That was the bare fact which Bulstrode was now forced to see in the
rigid outline with which acts present themselves onlookers. But for
himself at that distant time, and even now in burning memory, the fact
was broken into little sequences, each justified as it came by
reasonings which seemed to prove it righteous. Bulstrode's course up
to that time had, he thought, been sanctioned by remarkable
providences, appearing to point the way for him to be the agent in
making the best use of a large property and withdrawing it from
perversion. Death and other striking dispositions, such as feminine
trustfulness, had come; and Bulstrode would have adopted Cromwell's
words--"Do you call these bare events? The Lord pity you!" The
events were comparatively small, but the essential condition was
there--namely, that they were in favor of his own ends. It was easy
for him to settle what was due from him to others by inquiring what
were God's intentions with regard to himself. Could it be for God's
service that this fortune should in any considerable proportion go to a
young woman and her husband who were given up to the lightest pursuits,
and might scatter it abroad in triviality--people who seemed to lie
outside the path of remarkable providences? Bulstrode had never said
to himself beforehand, "The daughter shall not be found"--nevertheless
when the moment came he kept her existence hidden; and when other
moments followed, he soothed the mother with consolation in the
probability that the unhappy young woman might be no more.

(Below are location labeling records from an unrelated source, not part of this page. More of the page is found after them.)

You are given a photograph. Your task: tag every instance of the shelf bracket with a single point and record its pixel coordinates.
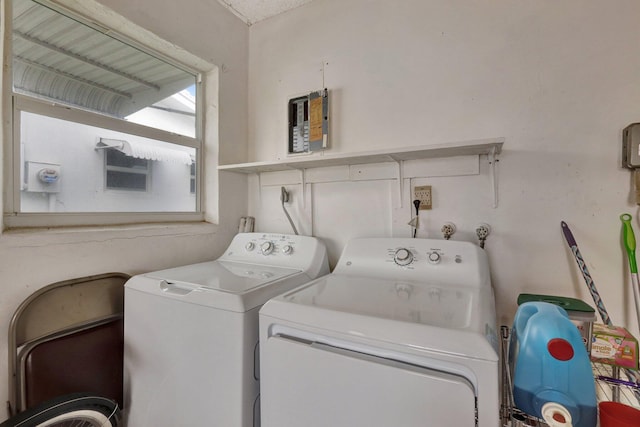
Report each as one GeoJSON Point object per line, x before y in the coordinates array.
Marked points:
{"type": "Point", "coordinates": [303, 179]}
{"type": "Point", "coordinates": [492, 156]}
{"type": "Point", "coordinates": [400, 181]}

There were hours in which Bulstrode felt that his action was
unrighteous; but how could he go back? He had mental exercises, called
himself nought, laid hold on redemption, and went on in his course of
instrumentality. And after five years Death again came to widen his
path, by taking away his wife. He did gradually withdraw his capital,
but he did not make the sacrifices requisite to put an end to the
business, which was carried on for thirteen years afterwards before it
finally collapsed. Meanwhile Nicholas Bulstrode had used his hundred
thousand discreetly, and was become provincially, solidly important--a
banker, a Churchman, a public benefactor; also a sleeping partner in
trading concerns, in which his ability was directed to economy in the
raw material, as in the case of the dyes which rotted Mr. Vincy's silk.
And now, when this respectability had lasted undisturbed for nearly
thirty years--when all that preceded it had long lain benumbed in the
consciousness--that past had risen and immersed his thought as if with
the terrible irruption of a new sense overburthening the feeble being.